I did my parents' federal taxes this weekend. I offered, and my mom accepted since she hates doing them. They fall into the super simple married filing jointly, two dependents, standard deduction, 1040A category so it was reasonably quick and easy even though my mother made me do them two different ways to determine how much they'd save if she contributes $5,000 to a traditional IRA.
Last year, she had completed her first full year at her second part-time job and hadn't set up withholding correctly so my parents were going to owe a bit when they filed her taxes unless she set up a traditional IRA and took a deduction for that. So, in late March of last year, she asked me to research investment options for her. I prepared a full slate of options for her, showed her what to look for when comparing the plan her insurance agent boss tried to sell her, and made a recommendation. She hemmed and hawed right up to the deadline and then decided to go along with my suggestion and invested in the Vanguard Target 2015 fund even though she was anxious about having any exposure to the stock market whatsoever. (My dad's 401(k) is entirely in something with guaranteed principal and meager interest rates.)
She spent the past year watching her balance go up and down as the stock market did its thing and fretted quite a lot. My mom doesn't think of this as a small fraction of a larger retirement portfolio, but as her money, money she doesn't want to lose. She has considered getting out of the fund and moving her IRA to an FDIC insured account at the bank, which probably isn't the best move for someone in her mid-fifties.
A couple of months ago, I asked her whether she planned to contribute to an IRA for 2007. Her answer was an unequivocal no, even when I suggested she could put this year's contribution in a cd if market volatility made her that uncomfortable. Then, of course, with two days before the deadline, she changed her mind and asked for guidance on where to put her money. My dad decided to jump on the bandwagon and fund a Roth for himself, something my mother has been urging him to do for months, even though she insists on investing in a traditional IRA herself. My dad has even less risk tolerance than my mother so he'll probably leave the money in a bank account for the next couple of decades, but he might as well avoid paying taxes on the interest.

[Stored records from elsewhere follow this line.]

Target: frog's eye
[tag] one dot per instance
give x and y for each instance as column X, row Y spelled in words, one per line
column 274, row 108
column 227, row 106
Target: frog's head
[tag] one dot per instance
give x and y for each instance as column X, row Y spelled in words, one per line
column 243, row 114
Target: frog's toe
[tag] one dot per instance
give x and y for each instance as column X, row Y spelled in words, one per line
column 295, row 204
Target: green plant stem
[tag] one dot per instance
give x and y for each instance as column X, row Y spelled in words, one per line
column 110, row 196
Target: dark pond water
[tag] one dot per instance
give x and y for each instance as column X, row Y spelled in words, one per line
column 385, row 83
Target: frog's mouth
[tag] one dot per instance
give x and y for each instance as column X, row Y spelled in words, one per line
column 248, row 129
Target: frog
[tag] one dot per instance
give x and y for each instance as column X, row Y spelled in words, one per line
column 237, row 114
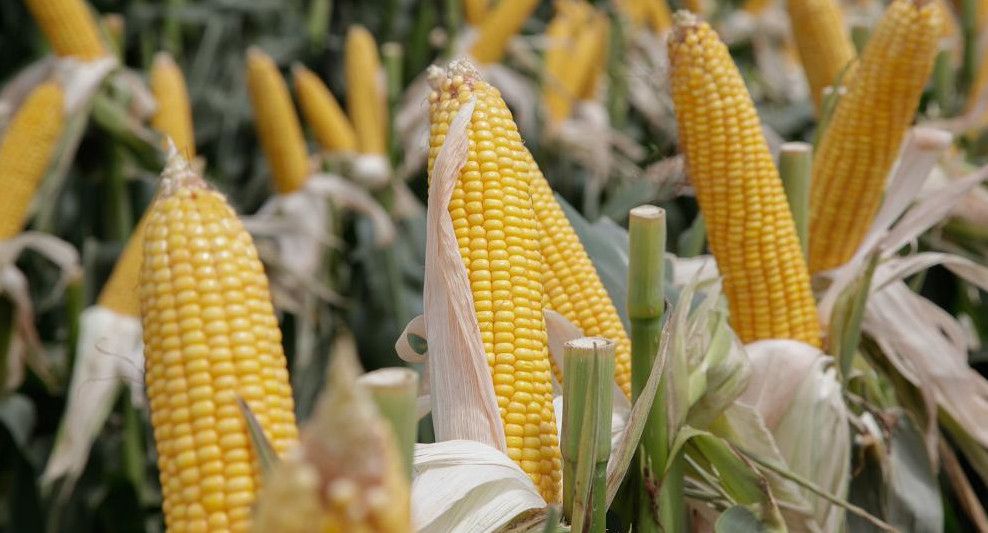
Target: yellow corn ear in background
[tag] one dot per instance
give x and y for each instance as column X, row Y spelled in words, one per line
column 498, row 234
column 276, row 123
column 749, row 225
column 502, row 23
column 121, row 292
column 69, row 26
column 26, row 150
column 210, row 336
column 173, row 117
column 571, row 283
column 365, row 96
column 322, row 112
column 824, row 44
column 862, row 140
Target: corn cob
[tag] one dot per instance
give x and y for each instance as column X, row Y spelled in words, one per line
column 863, row 137
column 749, row 225
column 322, row 112
column 501, row 24
column 121, row 291
column 498, row 232
column 210, row 336
column 276, row 123
column 824, row 44
column 476, row 11
column 173, row 117
column 572, row 286
column 365, row 96
column 25, row 153
column 69, row 26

I don't have time to hunt for the best rates right now. At this point, the best option seems to be an IRA of 30 day certificates of deposit that my bank offers. They can probably get better rates elsewhere, but the 30 day c.d. would give my folks the option to move their money in a month without penalty after they/I have time to do more research.
I'm not thrilled about being asked for investment advice. Based on the questions my mother asks, I do know a lot more about the rules for IRAs than she does and more about where to go for answers when I don't know myself so I guess it's understandable, but I worry that I'll end up talking her into things she isn't comfortable with, like the Vanguard target date fund, and she'll be upset with me if things turn out badly. I am not an expert.